Wears ski mask, tells audience to remove clothes and pick up chairs, dedicates show to "the death of folk and the birth of punk"

Watch: Bradford Cox Shocks Audience in Minneapolis, Covers

Deerhunter and Atlas Sound mastermind Bradford Cox has never been one to restrain his feelings. "I need punk rock," he told Pitchfork last year. "I am not an indie rock musician. I don't even know what the fuck that means."

That attitude was on full display Friday night, during an Atlas Sound show at the Cedar Cultural Center in Minneapolis. In a report for City Pages, writer Sally Hedberg noted that "things felt a little awkward" from the beginning, when Cox took the stage with his face "concealed by a menacing, black ski mask."

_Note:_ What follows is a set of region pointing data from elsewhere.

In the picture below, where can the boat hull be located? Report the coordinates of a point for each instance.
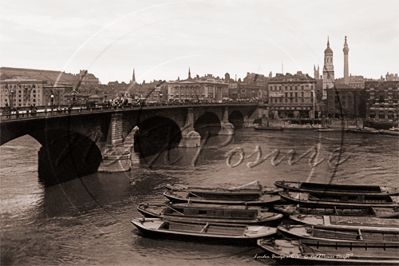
(348, 222)
(339, 235)
(182, 197)
(322, 200)
(234, 214)
(381, 212)
(336, 188)
(237, 234)
(326, 251)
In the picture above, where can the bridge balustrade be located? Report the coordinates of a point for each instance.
(45, 111)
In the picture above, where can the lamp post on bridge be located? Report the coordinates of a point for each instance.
(74, 92)
(12, 98)
(52, 102)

After performing selections from 2011's Parallax and a cover of Beat Happening's "Youth", Cox then, apparently, went totally and blissfully insane, while heeding an audience member's request for the Knack's 1979 power pop single "My Sharona". He presented a cryptic and noisy rendition that, according to Minnesota Daily, lasted for a full hour. "I am a performance artist," Cox said. "I must play what you want to hear."

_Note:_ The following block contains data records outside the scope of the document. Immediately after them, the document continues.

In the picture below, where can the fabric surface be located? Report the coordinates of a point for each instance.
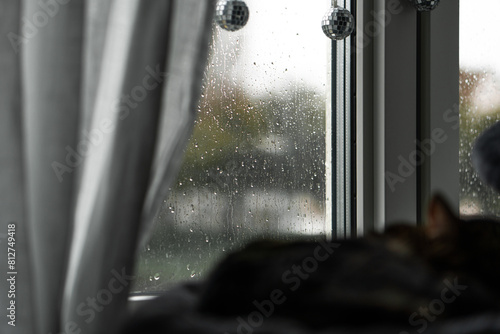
(175, 312)
(98, 99)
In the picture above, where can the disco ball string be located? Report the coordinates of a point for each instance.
(425, 5)
(338, 22)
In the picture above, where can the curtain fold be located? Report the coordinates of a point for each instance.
(99, 98)
(12, 182)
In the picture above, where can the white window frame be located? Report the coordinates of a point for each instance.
(407, 76)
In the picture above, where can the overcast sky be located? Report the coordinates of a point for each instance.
(283, 43)
(480, 34)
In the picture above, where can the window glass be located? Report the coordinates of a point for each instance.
(479, 96)
(255, 164)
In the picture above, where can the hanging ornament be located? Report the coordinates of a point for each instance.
(338, 22)
(231, 14)
(425, 5)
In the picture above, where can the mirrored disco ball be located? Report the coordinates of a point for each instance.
(425, 5)
(338, 23)
(231, 14)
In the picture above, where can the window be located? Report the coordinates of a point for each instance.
(255, 165)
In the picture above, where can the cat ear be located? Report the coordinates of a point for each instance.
(441, 221)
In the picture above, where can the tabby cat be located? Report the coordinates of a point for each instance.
(406, 277)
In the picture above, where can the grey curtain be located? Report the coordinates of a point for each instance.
(97, 101)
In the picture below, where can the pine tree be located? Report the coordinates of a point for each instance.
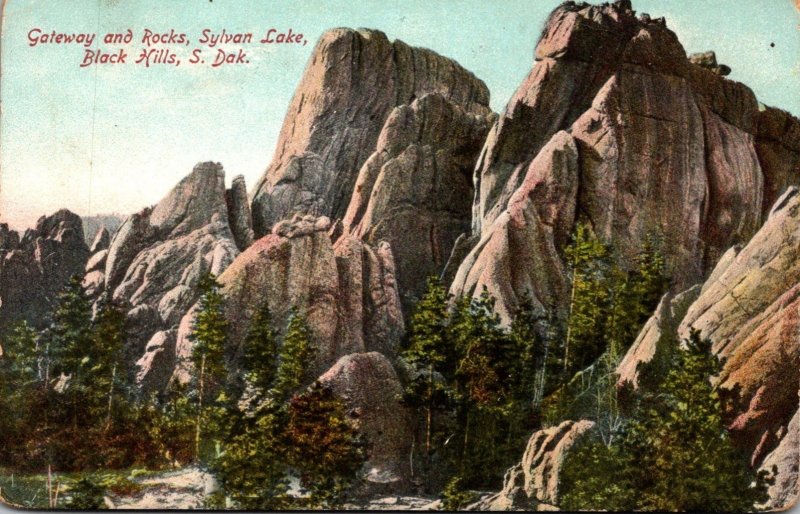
(431, 353)
(109, 366)
(261, 350)
(585, 257)
(676, 453)
(295, 358)
(209, 336)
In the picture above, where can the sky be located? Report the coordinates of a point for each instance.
(116, 138)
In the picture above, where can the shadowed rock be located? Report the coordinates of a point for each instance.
(351, 84)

"It morphed into something bizarre," City Pages wrote, noting that he was joined by the night's openers, Frankie Broyles and Carnivores, for "an unending cover that rivaled the length of a Phish concert." He ordered the man who asked for the song to take the stage and strip down to his underwear, and repeatedly stated that "this is what happens when you make requests."

MN Daily wrote:

Above all the noise and feedback, he contemplated the death of folk music, the passing of time, and the ends of our lives in a frantic, spoken-word beat-poetry style that he himself compared to Patti Smith.

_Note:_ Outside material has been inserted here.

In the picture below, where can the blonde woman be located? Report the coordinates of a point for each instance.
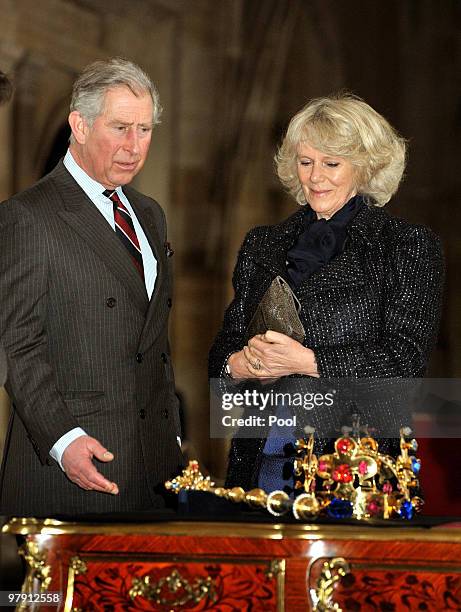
(369, 284)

Meanwhile, the report from City Pages continues:

[The openers] were visibly uncomfortable and beginning to question the sanity of their esteemed proctor, unwillingly locked in some twisted, Doomsday clock performance of a 70s hit. Yet, 'My Sharona' endured still, as did Cox's increasingly awkward interactions with the audience. He asked people to take their clothes off. He shouted seemingly intoxicated defenses about his art. He simulated fellatio. He, to the horror of the Cedar employees, told everyone to pick up their chairs and shake them above their heads... it was unsettling and some people began filtering out of the venue. Eventually, after inviting the audience onstage (which visibly gave the Cedar staff an anxiety attack) he seemed to get the picture that the show was over and bid his adieu, dedicating the show to "the death of folk music and the birth of punk."

The moral of the story is: Hecklers, be careful what you wish for.